Maybe you’re wondering: What’s the price? What cost to electric ratepayers for the privilege of having PSNH take all of those poles over from the phone company as the landline telecom business continues to slide into obsolescence?
I know the answer. But I can’t give it to you.
The sexy details of the deal are on file with the PUC. Those details include the purchase price, and the terms on which Consolidated and Eversource are settling a dispute over the fact that Consolidated stopped paying the electric company for its share of “vegetation management” in 2019. (“Vegetation management” is utility talk for pruning back trees that knock down wires.)
And, by the way: The customer-owned New Hampshire Electric Cooperative has a similar dispute festering with Consolidated. But rather than making a deal, the Co-op is suing Consolidated.
The PUC is a state agency. And here in New Hampshire we have RSA 91-A – the Right-to-Know Law – which says the people have a right to find what their government is up to. Among other things, under RSA 91-A documents must be available for public inspection and copying.
But Eversource and Consolidated want the PUC to treat the terms of their deal as secret. They’re relying on a disclosure exemption in the Right-to-Know Law for “confidential, commercial, or financial information.” A motion for confidential treatment is pending at the PUC.
What mockery this makes of our state’s government transparency statute!
The New Hampshire Supreme Court has repeatedly said that the way to apply the disclosure exemptions in the Right-to-Know Law is via a balancing test. The idea is to assess any legitimate privacy interests at stake and balance them against the public’s interest in disclosure.
This one flunks the balancing test in every way possible.
First, any privacy interests run from minuscule to none. In seeking confidentiality at the PUC, companies like Eversource and Consolidated typically whine that public disclosure of deals to be paid for by ratepayers will impede their ability to negotiate similar deals in the future.
Baloney. Eversource won’t have any more big piles of poles to buy in New Hampshire. Future ratepayer-funded pole purchases elsewhere are not New Hampshire’s concern. And, frankly, Consolidated deserves no quarter from the PUC when it comes to privacy interests given its dubious record when it comes to the phone company’s share of pole maintenance costs.
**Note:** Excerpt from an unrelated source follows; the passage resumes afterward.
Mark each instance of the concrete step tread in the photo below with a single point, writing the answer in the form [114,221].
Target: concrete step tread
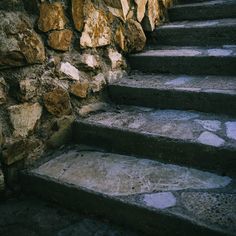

Meanwhile, the public’s interest in disclosure is at its zenith in these circumstances. Ratepayers will pay the costs of this transaction, with little or no risk to Eversource shareholders. In other words, what the government is up to here is deciding what customers must fork over in exchange for extracting Consolidated from its physical entanglement with the electricity grid in the Eversource territory.
The math is simple. A mighty interest in disclosure minus a minuscule privacy interest equals records the PUC must make available for inspection and copying.
Oh, one more thing. The whole system the PUC has rigged up via its procedural rules, which allows companies to request confidential treatment under RSA 91-A, is actually illegal under the Right-to-Know Law. RSA 91-A is a disclosure statute, not a privacy statute. No company – indeed, no person – should have standing to force a government agency to keep something secret under RSA 91-A.
Admittedly, that’s an argument nobody has ever had the nerve to make at the New Hampshire Supreme Court. As a former journalist who used to work for Associated Press and then the late, great independent newsweekly Maine Times, that drives me nuts.
Meanwhile, I am as eager as anyone to get Consolidated out of the business of owning utility poles in New Hampshire. But this is a bad deal. The Department of Energy opposes it, the Office of the Consumer Advocate opposes it, and NECTA – the New England Cable and Telecommunications Association, whose members also need to use those poles – is also concerned.
I just can’t tell you how much – in dollar terms –we all dislike it. Because, by statute, I’m obliged to abide by the PUC’s confidentiality determinations as the state’s Consumer Advocate. But I can say this much: If you think paying for these poles on the terms agreed to by Eversource and Consolidated is a good deal, I’ve got a bridge in Brooklyn to sell you next.